In face reading the mouth is the busiest of the many seats of the face. Eating, speaking, laughing, kissing — all the coming and going of life pass through this small gate. So people of old called the mouth the “Organ of Receipts and Disbursements” (chulnap-gwan), a gate where wealth and words, food and affection come and go, and when reading a face by the flow of age, they generally saw it as mirroring the fortune of later years past sixty. That in reading the mouth one commonly reads together a person’s fortune of food and wealth, their eloquence and affection, is for this reason.
First the size of the mouth is seen to signify the vessel of the heart and one’s ambition. A mouth fittingly large and firmly closed was taken as one of large mettle and drive, generous too in spending; conversely a small mouth is seen as a delicate and careful temperament — yet this reads as a firm thrift or prudence, so it is no matter to divide big and small hastily into better and worse. What matters is not the size itself but how firm and strong the mouth sits.

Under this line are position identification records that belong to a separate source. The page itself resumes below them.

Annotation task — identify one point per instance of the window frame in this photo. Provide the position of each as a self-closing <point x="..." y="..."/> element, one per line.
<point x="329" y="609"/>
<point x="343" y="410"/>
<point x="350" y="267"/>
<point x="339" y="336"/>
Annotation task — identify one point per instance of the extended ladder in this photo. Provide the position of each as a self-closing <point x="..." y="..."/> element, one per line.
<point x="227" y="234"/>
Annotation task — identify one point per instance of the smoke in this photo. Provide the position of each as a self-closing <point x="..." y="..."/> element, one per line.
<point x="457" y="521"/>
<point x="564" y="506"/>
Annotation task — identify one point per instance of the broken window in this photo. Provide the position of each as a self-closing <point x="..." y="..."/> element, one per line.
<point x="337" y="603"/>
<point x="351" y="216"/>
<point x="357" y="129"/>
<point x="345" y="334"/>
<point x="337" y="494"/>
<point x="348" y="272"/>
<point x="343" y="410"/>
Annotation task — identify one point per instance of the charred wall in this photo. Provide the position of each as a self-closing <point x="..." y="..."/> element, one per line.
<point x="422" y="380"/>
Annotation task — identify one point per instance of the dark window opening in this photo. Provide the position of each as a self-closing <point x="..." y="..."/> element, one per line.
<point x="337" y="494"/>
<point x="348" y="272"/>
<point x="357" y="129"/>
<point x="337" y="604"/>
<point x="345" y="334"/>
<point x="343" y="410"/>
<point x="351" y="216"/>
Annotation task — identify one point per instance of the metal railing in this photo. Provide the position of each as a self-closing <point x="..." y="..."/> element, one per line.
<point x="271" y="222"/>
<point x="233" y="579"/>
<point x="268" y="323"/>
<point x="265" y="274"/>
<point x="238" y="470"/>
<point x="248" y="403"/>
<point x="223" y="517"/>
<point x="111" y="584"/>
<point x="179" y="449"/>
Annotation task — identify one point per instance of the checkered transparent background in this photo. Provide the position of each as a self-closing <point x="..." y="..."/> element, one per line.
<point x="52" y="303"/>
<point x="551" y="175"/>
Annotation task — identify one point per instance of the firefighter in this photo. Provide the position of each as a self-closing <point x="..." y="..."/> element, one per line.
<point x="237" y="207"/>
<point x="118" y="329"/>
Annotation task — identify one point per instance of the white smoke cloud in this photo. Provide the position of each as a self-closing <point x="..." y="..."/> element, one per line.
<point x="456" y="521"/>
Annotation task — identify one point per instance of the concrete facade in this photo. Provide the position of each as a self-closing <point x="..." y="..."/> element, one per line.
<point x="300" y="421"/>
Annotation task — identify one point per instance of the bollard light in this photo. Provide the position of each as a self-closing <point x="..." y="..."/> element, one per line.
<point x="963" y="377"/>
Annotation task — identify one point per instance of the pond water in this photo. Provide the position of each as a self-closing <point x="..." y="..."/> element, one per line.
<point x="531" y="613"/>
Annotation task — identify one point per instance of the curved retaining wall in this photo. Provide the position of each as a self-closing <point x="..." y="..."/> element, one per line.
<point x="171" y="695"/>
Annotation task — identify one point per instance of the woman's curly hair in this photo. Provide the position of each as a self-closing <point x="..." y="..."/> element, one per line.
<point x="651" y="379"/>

The thickness and shape of the lips are looked at too. Lips fittingly plump and glossy are seen as one of much warmth and affection with a favor for people; upper and lip meeting in balance is read as heart and expression in harmony. Lips too thin may be intellectual and firm of speech while showing less affection outwardly; too thick may lean toward emotion as much as their affection runs deep. Either way it is no flaw but each one’s temperament, so understanding its grain comes first.
The direction of the mouth’s corners was thought to sway impression and fortune especially greatly. A mouth whose corners lift softly upward gives a warm, ever-smiling impression and was seen to draw people and fortune; corners drooping down, seeming full of worry, were read as a counsel to keep the heart bright. Interestingly, the corners are the part most swayed by the expressions we wear, so the mouth of one who smiles often truly comes, over the years, to bear a softly lifted grain.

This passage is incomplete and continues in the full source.